Follow up: I have made some progress but i am getting this error now:

17/07/28 18:59:11 INFO crawl.Injector: Injector: starting at 2017-07-28 18:59:11
17/07/28 18:59:11 INFO crawl.Injector: Injector: crawlDb: https://console.cloud.google.com/storage/browser/dataproc-60f583ce-a087-42b1-a62e-4319584631d3-asia/deploy/urls
17/07/28 18:59:11 INFO crawl.Injector: Injector: urlDir: https://console.cloud.google.com/storage/browser/dataproc-60f583ce-a087-42b1-a62e-4319584631d3-asia/deploy/crawlDb
17/07/28 18:59:11 INFO Configuration.deprecation: mapred.temp.dir is deprecated. Instead, use mapreduce.cluster.temp.dir
17/07/28 18:59:11 INFO crawl.Injector: Injector: Converting injected urls to crawl db entries.
17/07/28 18:59:11 INFO gcs.GoogleHadoopFileSystemBase: GHFS version: 1.6.1-hadoop2
17/07/28 18:59:11 ERROR crawl.Injector: Injector: java.lang.IllegalArgumentException: Wrong FS: https://console.cloud.google.com/storage/browser/dataproc-60f583ce-a087-42b1-a62e-4319584631d3-asia/deploy/urls, expected: hdfs://first-cluster-m
    at org.apache.hadoop.fs.FileSystem.checkPath(FileSystem.java:648)

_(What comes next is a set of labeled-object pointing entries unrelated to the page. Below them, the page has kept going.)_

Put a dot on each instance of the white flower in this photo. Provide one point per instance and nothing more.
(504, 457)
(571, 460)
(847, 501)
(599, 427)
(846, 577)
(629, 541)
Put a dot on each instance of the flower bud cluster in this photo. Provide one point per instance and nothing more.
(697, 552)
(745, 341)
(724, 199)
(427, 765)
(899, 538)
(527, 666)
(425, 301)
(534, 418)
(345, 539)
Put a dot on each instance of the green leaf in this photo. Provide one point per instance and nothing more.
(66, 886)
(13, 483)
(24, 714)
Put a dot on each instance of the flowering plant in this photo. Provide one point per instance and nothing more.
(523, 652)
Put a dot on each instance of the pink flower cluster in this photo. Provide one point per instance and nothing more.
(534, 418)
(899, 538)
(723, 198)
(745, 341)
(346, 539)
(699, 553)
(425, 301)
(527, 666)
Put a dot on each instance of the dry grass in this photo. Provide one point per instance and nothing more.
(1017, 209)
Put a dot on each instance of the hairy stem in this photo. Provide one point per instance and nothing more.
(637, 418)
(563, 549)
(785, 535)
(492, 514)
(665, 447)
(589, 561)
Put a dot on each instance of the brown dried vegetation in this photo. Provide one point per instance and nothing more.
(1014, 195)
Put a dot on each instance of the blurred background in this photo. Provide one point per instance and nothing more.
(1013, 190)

    at org.apache.hadoop.hdfs.DistributedFileSystem.getPathName(DistributedFileSystem.java:194)
    at org.apache.hadoop.hdfs.DistributedFileSystem.access$000(DistributedFileSystem.java:106)
    at org.apache.hadoop.hdfs.DistributedFileSystem$22.doCall(DistributedFileSystem.java:1305)

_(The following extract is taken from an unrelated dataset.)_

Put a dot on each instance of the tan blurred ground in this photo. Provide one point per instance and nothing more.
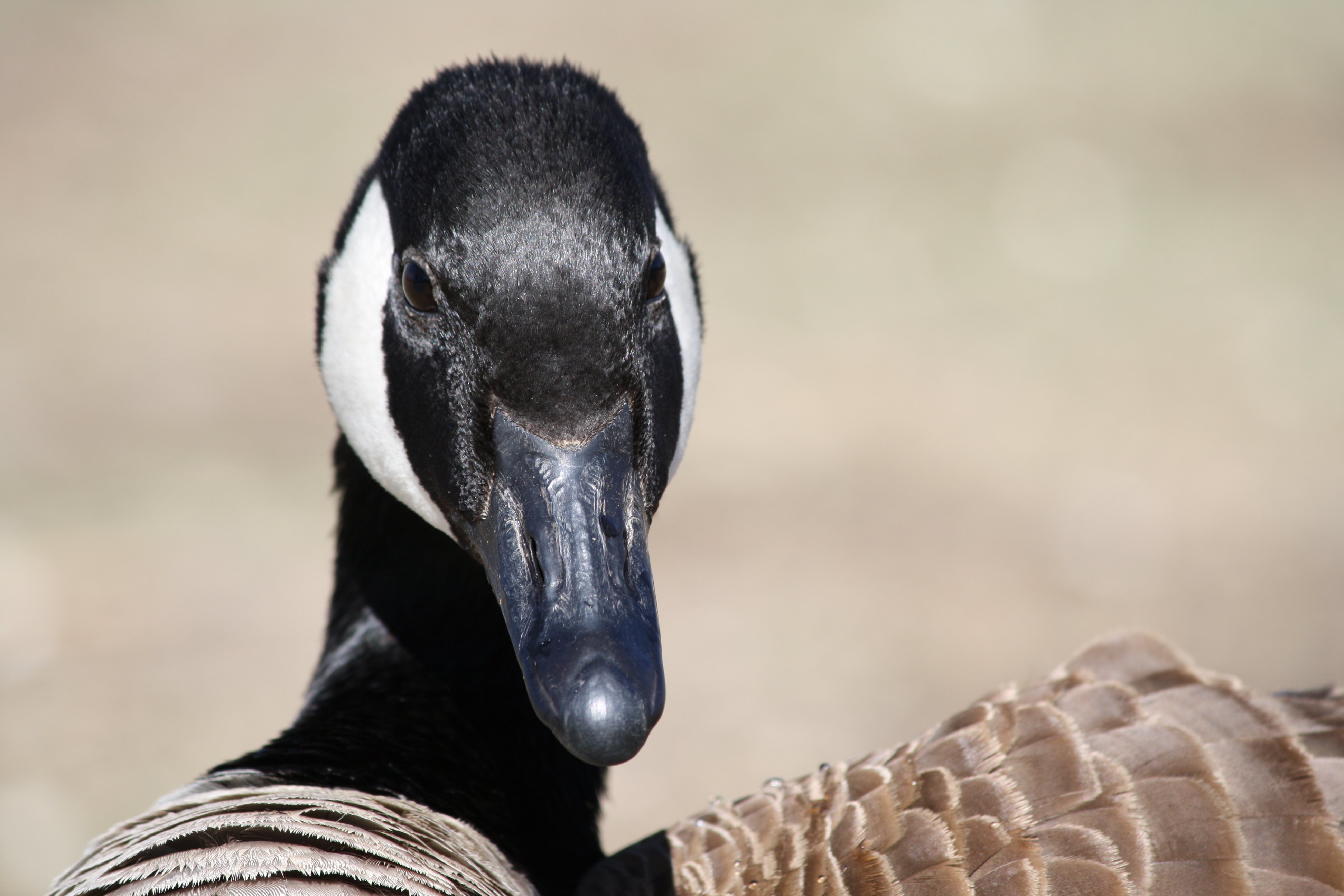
(1025, 323)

    at org.apache.hadoop.hdfs.DistributedFileSystem$22.doCall(DistributedFileSystem.java:1301)
    at org.apache.hadoop.fs.FileSystemLinkResolver.resolve(FileSystemLinkResolver.java:81)
    at org.apache.hadoop.hdfs.DistributedFileSystem.getFileStatus(DistributedFileSystem.java:1301)
    at org.apache.hadoop.fs.FileSystem.exists(FileSystem.java:1426)
    at org.apache.nutch.crawl.Injector.inject(Injector.java:298)
    at org.apache.nutch.crawl.Injector.run(Injector.java:379)
    at org.apache.hadoop.util.ToolRunner.run(ToolRunner.java:70)
    at org.apache.nutch.crawl.Injector.main(Injector.java:369)
    at sun.reflect.NativeMethodAccessorImpl.invoke0(Native Method)
    at sun.reflect.NativeMethodAccessorImpl.invoke(NativeMethodAccessorImpl.java:62)
    at sun.reflect.DelegatingMethodAccessorImpl.invoke(DelegatingMethodAccessorImpl.java:43)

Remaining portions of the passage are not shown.